Pathologically, these tumors may contain either hemangiomatous or lymphangiomatous cellular elements, which are often difficult or impossible to distinguish histologically, particularly with higher degrees of anaplasia. Identification of vascular channels allows diagnosis; thus, the term angiosarcoma is preferable to hemangiosarcoma or lymphangiosarcoma for these malignant vascular neoplasms[15]. Verbeke et al.[16] recently reported that primary angiosarcoma of bone exhibiting more than three mitoses per 10 high-powered fields (HPFs), a prominent nucleolus, and fewer than five eosinophilic granulocytes per 10 HPFs has a more aggressive course and worse outcome, indicating that these histological criteria have prognostic value.

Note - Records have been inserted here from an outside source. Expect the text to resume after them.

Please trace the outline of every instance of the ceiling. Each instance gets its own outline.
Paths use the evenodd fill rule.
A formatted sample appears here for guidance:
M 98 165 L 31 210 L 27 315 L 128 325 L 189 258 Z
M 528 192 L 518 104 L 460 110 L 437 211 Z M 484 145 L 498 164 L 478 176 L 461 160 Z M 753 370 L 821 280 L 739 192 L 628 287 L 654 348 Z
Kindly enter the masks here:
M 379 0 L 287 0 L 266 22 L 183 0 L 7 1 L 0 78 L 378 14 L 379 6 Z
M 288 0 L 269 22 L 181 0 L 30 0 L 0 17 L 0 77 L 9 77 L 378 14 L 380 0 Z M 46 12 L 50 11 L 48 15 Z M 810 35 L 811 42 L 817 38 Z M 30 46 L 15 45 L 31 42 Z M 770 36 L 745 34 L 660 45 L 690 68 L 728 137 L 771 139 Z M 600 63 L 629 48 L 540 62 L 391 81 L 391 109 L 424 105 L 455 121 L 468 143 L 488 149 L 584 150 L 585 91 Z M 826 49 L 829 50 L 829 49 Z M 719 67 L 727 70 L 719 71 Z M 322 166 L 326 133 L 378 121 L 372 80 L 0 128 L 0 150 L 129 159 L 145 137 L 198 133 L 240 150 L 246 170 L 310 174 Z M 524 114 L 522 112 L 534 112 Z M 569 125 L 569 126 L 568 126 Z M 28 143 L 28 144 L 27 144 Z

In angiosarcoma, local recurrence is frequent, prognosis is notoriously poor, and early metastases develop. Metastases to the lungs and other parenchymal organs are found in about 66% of cases[15]. It is reported that the majority of patients die within one year of diagnosis, and this shows that angiosarcoma of bone is an aggressive high-grade tumor[17]. In our case, one month after surgery, multiple distant metastases were observed, despite three cycles of pre-operative chemotherapy (MAID).

The treatment of angiosarcoma is often quite challenging. The cornerstone of treatment is en bloc resection followed by as much adjuvant radiation therapy as possible[18]. Surgery combined with immediate post-operative radiation therapy could be an optimal treatment method, even if complete resection is possible[19]. In our patient, adjuvant radiotherapy was not performed, because she refused.

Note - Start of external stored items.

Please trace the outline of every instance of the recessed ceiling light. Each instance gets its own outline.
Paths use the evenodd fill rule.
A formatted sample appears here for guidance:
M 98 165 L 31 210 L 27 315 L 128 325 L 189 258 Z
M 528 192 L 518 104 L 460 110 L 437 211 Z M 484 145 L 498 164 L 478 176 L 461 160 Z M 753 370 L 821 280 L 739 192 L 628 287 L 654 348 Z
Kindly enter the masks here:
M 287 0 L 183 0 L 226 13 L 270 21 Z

The role of chemotherapy remains undefined[19]. Several anticancer drug combinations, including cisplatin with doxorubicin, cisplatin plus paclitaxel, and cisplatin plus doxorubicin plus paclitaxel, have been investigated[20]. Abraham et al.[13] reported that doxorubicin-based chemotherapy regimens, which are commonly used for other sarcoma subtypes, have also been used for angiosarcomas. Patients were generally treated with doxorubicin-based regimens or vinorelbine, and 64% of patients had at least a partial response to at least one regimen. Given these data, a combination of mesna, doxorubicin, ifosfamide, and dacarbazine – that is, the MAID protocol – was administered to our patient before and after surgery. However, post-operative CT scans revealed distant metastases in her liver and spleen. Prolonged responses were uncommon, and better systemic agents are clearly needed.

Recently, a novel t (1; 14) (p21; q24) translocation was described in angiosarcoma of bone[21]. To the best of our knowledge, this is the first cytogenic aberration reported in angiosarcoma of bone. However, small series have shown the involvement of tumor-suppressor genes such as p53 and p16, mainly in angiosarcoma of soft tissue, suggesting a possible role in tumorigenesis in a subset of angiosarcomas. It is still unclear whether primary angiosarcoma of bone is a true separate entity or is similar to primary angiosarcoma of deep soft tissues. Further molecular studies might be required in order to investigate the different therapeutic targets.

Conclusions

We present an extremely rare case of angiosarcoma of bone with a pathological fracture. Our case adds to the limited literature on angiosarcoma of the humerus. The cornerstone of treatment is en bloc resection followed by as much adjuvant radiation therapy as possible. However, the role of chemotherapy remains undefined, and better systemic agents are clearly needed.

Consent

Written informed consent was obtained from the patient for publication of this case report and the accompanying images. A copy of the written consent is available for review by the Editor-in-Chief of this journal.